- Classification: Division I
- Season: 2023–24
- Teams: 11
- Site: Campus sites (First Round and Quarterfinals) Indiana Farmers Coliseum Indianapolis, Indiana (Semifinals and Finals)
- Champions: Green Bay (17th title)
- Winning coach: Kevin Borseth (13th title)
- MVP: Natalie McNeal (Green Bay)
- Television: ESPN+, ESPNU

= 2024 Horizon League women's basketball tournament =

American college basketball postseason tournament

The 2024 Horizon League Women's Basketball Tournament was the final event of the 2023–24 women's basketball season for the Horizon League. It was held from March 5–12, 2024; first-round and quarterfinal games will be played at the home courts of the higher seeds, with all remaining games at Indiana Farmers Coliseum in Indianapolis. The winner will receive the conference's automatic berth into the NCAA Tournament. The tournament was sponsored by Barbasol.

==Seeds==
All of the teams participated in the tournament with the top-five teams receiving byes to the quarterfinals.

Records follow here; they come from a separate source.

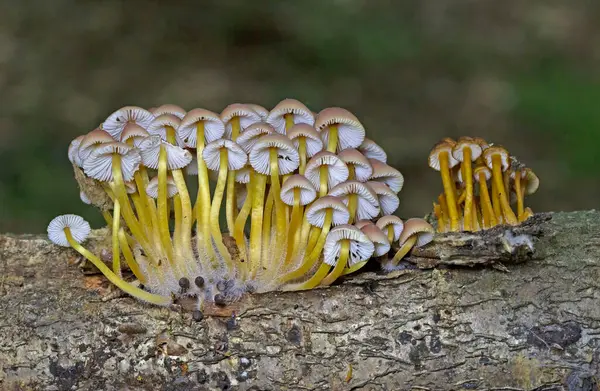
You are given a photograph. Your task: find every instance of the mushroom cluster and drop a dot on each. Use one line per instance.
(483, 185)
(307, 198)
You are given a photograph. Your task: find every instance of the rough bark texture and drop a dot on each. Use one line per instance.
(529, 325)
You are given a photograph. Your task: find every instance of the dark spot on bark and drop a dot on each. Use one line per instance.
(294, 335)
(563, 335)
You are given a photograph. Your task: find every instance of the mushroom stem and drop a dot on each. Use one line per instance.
(112, 277)
(404, 249)
(449, 190)
(509, 215)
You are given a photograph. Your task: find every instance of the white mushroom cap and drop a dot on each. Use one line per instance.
(287, 155)
(388, 199)
(362, 167)
(314, 144)
(236, 157)
(315, 213)
(252, 133)
(367, 205)
(115, 123)
(152, 188)
(177, 157)
(372, 150)
(337, 171)
(394, 221)
(387, 174)
(214, 128)
(300, 112)
(80, 229)
(361, 248)
(379, 239)
(297, 181)
(99, 164)
(351, 133)
(245, 113)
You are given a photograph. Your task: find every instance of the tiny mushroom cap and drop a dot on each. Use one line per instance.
(115, 123)
(372, 150)
(152, 188)
(91, 140)
(395, 222)
(337, 171)
(168, 109)
(351, 133)
(463, 143)
(73, 151)
(367, 205)
(437, 150)
(361, 248)
(315, 213)
(387, 174)
(236, 157)
(497, 150)
(419, 227)
(177, 157)
(287, 155)
(214, 128)
(388, 199)
(300, 113)
(362, 167)
(80, 229)
(379, 239)
(314, 144)
(297, 181)
(250, 136)
(99, 165)
(246, 115)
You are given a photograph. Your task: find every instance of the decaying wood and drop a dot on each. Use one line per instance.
(533, 324)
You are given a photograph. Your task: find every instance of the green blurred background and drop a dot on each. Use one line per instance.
(524, 74)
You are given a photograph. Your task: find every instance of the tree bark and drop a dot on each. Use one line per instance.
(531, 322)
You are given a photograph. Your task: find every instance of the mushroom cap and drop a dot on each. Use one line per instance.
(367, 205)
(300, 112)
(115, 123)
(437, 150)
(337, 171)
(315, 212)
(252, 133)
(99, 164)
(494, 150)
(314, 144)
(177, 157)
(159, 125)
(463, 143)
(361, 248)
(80, 229)
(214, 128)
(388, 199)
(378, 238)
(351, 132)
(362, 167)
(387, 174)
(396, 222)
(288, 159)
(236, 157)
(152, 188)
(420, 227)
(297, 181)
(245, 113)
(372, 150)
(168, 108)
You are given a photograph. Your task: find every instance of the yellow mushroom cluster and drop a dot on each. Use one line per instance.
(306, 198)
(483, 186)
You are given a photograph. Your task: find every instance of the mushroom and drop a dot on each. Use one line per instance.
(70, 231)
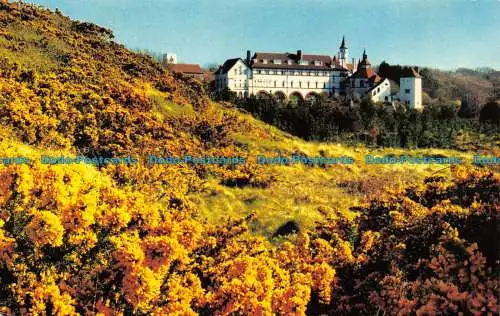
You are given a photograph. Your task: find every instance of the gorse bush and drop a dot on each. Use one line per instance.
(129, 239)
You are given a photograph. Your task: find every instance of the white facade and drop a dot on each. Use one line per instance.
(302, 83)
(410, 91)
(287, 75)
(381, 92)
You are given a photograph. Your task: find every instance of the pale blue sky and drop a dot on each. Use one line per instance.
(440, 33)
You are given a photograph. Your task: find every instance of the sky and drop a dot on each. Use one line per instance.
(445, 34)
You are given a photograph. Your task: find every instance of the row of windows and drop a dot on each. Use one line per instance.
(282, 84)
(291, 72)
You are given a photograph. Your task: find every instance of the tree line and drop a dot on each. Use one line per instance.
(437, 125)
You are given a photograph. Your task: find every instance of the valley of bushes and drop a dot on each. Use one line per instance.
(206, 239)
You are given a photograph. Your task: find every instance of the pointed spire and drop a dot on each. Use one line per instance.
(343, 45)
(365, 61)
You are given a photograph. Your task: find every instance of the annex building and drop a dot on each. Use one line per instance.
(289, 76)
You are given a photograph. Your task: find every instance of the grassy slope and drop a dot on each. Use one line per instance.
(54, 47)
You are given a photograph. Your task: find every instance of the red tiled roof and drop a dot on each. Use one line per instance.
(410, 72)
(228, 64)
(186, 68)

| Seed | School | Conf | Tiebreaker |
|---|---|---|---|
| 1 | Cleveland State | 18−2 |  |
| 2 | Green Bay | 17−3 |  |
| 3 | Purdue Fort Wayne | 13−7 |  |
| 4 | Wright State | 11−9 |  |
| 5 | Milwaukee | 10−10 |  |
| 6 | Detroit Mercy | 9−11 | 1-1 vs. Youngstown State/1–1 vs. Cleveland State |
| 7 | Youngstown State | 9−11 | 1-1 vs. Detroit Mercy/0–2 vs. Cleveland State |
| 8 | Oakland | 8−12 | 1-1 vs. Northern Kentucky/1–1 vs. Green Bay |
| 9 | Northern Kentucky | 8−12 | 1-1 vs. Oakland/0–2 vs. Green Bay |
| 10 | IUPUI | 5−15 |  |
| 11 | Robert Morris | 2−18 |  |

==Schedule==

Game: Time; Matchup; Score; Television
First Round – Tuesday, March 5
1: 7:00 pm; No. 11 Robert Morris at No. 6 Detroit Mercy; 48–59; ESPN+
2: 7:00 pm; No. 10 IUPUI at No. 7 Youngstown State; 50–73
3: 7:00 pm; No. 9 Northern Kentucky at No. 8 Oakland; 70–62
Quarterfinals – Thursday, March 7
4: 7:00 pm; No. 9 Northern Kentucky at No. 1 Cleveland State; 78–88; ESPN+
5: 6:30 pm; No. 7 Youngstown State at No. 2 Green Bay; 57–94
6: 7:00 pm; No. 6 Detroit Mercy at No. 3 Purdue Fort Wayne; 35–66
7: 5:30 pm; No. 5 Milwaukee at No. 4 Wright State; 60–70
Semifinals – Monday, March 11 at Indiana Farmers Coliseum, Indianapolis, IN
8: 12:00 pm; No. 4 Wright State vs. No. 1 Cleveland State; 50–83; ESPN+
9: 2:30 pm; No. 3 Purdue Fort Wayne vs. No. 2 Green Bay; 55–64
Championship – Tuesday, March 12 at Indiana Farmers Coliseum, Indianapolis, IN
10: 12:00 pm; No. 1 Cleveland State vs. No. 2 Green Bay; 40–64; ESPNU/ESPN+
All game times are Eastern. Rankings denote tournament seed

==Bracket==
The Horizon League does not use a fixed bracket tournament system, and pairings are re-seeded after the first and second rounds.